Dicen que su familia mutiló sus diarios por pudores. Dicen que se enganchó -no se sabe si platónicamente- a Elizabeth Azcona Cranwell, que formaba parte del grupo de Poesía Buenos Aires, reunidos siempre en el Palacio do Café de calle Corrientes. 
Muchos de sus poemas la arrastraron a convertirse en un icono del feminismo.   Contaba que sentía "un entrañable calor que me abriga cuando el mundo me golpea", y que ese calor era "el de las otras mujeres"

En París vivió con hombres y mujeres.
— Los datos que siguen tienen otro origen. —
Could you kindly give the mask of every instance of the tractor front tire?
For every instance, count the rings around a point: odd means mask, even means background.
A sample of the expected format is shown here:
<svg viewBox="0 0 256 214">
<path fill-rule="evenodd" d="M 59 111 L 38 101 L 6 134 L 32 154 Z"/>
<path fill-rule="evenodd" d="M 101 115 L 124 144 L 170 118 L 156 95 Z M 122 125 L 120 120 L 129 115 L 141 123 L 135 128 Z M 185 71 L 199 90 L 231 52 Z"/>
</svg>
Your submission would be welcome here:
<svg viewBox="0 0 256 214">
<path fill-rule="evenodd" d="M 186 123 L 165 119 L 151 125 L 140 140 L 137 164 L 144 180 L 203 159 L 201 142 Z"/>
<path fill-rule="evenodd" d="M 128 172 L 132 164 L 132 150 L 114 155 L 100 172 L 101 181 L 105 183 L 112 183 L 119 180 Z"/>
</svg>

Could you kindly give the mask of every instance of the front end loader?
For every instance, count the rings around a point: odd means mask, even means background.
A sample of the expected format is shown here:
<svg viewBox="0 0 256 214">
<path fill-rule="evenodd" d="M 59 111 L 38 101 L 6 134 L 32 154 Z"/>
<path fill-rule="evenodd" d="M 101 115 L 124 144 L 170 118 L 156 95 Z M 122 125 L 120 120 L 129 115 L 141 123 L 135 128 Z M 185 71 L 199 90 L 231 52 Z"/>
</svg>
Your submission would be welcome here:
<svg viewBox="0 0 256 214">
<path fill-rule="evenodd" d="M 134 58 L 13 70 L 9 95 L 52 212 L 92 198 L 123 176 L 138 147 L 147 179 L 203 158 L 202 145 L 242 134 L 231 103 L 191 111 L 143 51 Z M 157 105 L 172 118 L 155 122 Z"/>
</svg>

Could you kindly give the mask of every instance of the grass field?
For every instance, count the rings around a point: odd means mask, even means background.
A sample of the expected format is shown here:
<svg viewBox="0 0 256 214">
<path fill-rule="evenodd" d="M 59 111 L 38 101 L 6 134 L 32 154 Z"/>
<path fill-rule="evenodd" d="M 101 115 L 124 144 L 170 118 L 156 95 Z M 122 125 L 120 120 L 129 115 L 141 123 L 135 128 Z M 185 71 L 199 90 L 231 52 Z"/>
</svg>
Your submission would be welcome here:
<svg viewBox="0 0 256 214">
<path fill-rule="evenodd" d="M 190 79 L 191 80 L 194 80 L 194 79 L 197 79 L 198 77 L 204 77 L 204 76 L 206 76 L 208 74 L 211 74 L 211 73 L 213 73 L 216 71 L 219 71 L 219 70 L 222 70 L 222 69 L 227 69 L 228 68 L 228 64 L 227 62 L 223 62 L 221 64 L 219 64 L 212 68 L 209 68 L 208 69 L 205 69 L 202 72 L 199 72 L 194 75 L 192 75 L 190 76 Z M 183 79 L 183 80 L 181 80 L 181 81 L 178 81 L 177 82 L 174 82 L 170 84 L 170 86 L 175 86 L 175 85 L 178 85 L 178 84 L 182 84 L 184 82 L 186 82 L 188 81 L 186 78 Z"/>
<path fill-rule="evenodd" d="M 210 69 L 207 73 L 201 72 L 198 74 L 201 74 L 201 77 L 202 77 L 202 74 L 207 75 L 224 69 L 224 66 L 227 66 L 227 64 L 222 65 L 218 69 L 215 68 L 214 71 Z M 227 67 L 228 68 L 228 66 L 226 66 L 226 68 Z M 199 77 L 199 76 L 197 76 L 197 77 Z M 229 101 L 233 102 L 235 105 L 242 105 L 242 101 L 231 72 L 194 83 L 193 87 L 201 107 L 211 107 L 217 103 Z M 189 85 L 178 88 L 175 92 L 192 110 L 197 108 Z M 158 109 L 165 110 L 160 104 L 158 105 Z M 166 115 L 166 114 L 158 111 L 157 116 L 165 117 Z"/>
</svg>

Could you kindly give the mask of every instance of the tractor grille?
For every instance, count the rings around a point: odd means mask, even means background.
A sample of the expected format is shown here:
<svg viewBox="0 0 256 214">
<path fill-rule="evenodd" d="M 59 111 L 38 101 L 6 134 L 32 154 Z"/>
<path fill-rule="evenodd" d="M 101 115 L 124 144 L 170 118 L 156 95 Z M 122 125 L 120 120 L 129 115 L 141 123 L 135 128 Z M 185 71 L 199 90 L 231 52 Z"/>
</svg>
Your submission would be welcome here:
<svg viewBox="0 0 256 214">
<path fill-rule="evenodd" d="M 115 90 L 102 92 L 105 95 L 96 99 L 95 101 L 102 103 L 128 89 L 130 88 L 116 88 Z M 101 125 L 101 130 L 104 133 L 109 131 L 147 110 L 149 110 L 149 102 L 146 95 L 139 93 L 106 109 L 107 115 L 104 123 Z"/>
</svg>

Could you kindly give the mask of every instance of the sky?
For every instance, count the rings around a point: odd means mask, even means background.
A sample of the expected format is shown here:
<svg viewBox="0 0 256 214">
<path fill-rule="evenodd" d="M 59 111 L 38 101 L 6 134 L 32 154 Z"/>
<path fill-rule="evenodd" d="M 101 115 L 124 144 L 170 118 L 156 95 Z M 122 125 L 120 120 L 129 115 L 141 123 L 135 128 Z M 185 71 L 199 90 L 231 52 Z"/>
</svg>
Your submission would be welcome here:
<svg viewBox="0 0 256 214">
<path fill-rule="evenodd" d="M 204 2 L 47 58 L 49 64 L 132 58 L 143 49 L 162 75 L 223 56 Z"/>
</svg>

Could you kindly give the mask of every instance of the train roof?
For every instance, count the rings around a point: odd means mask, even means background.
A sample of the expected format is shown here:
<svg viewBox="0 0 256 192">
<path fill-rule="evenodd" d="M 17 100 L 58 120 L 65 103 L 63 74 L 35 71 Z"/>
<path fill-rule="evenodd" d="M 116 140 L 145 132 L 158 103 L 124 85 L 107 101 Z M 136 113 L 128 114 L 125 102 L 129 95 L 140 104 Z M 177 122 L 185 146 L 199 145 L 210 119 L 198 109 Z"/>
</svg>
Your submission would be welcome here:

Allí trabajó para la revista Cuadernos y para algunas editoriales francesas; tradujo a Antonin Artaud, Henri Michaux, Aimé Césaire e Yves Bonnefoy; estudió historia de la religión y literatura francesa en la Sorbona. Se hizo amiga de Julio Cortázar, Rosa Chacel y Octavio Paz. Este último le escribió el prólogo de Árbol de Diana (1962), su cuarto poemario. Dijo que el libro era "la cristalización verbal por amalgama de insomnio pasional y lucidez meridiana en una disolución de realidad sometida a las más altas temperaturas" y que el producto no contenía "una sola partícula de mentira". Dijo que era "una higuera mítica", dijo que muchos no lo entenderían.

Se suicidó a los 36 años, con 50 pastillas de Seconal. Por fin salió de su Infierno musical -que sólo era la vida-. De sus silencios sordos, de sus noches con colmillos de lobo, de sus licores furiosos. Quería morir "como muere un animal pequeño en los cuentos para niños -eso tan terrible lleno de hermosura-". Y se fue en medio de ese intento suyo de "explicar con palabras de este mundo / que partió de mí un barco llevándome".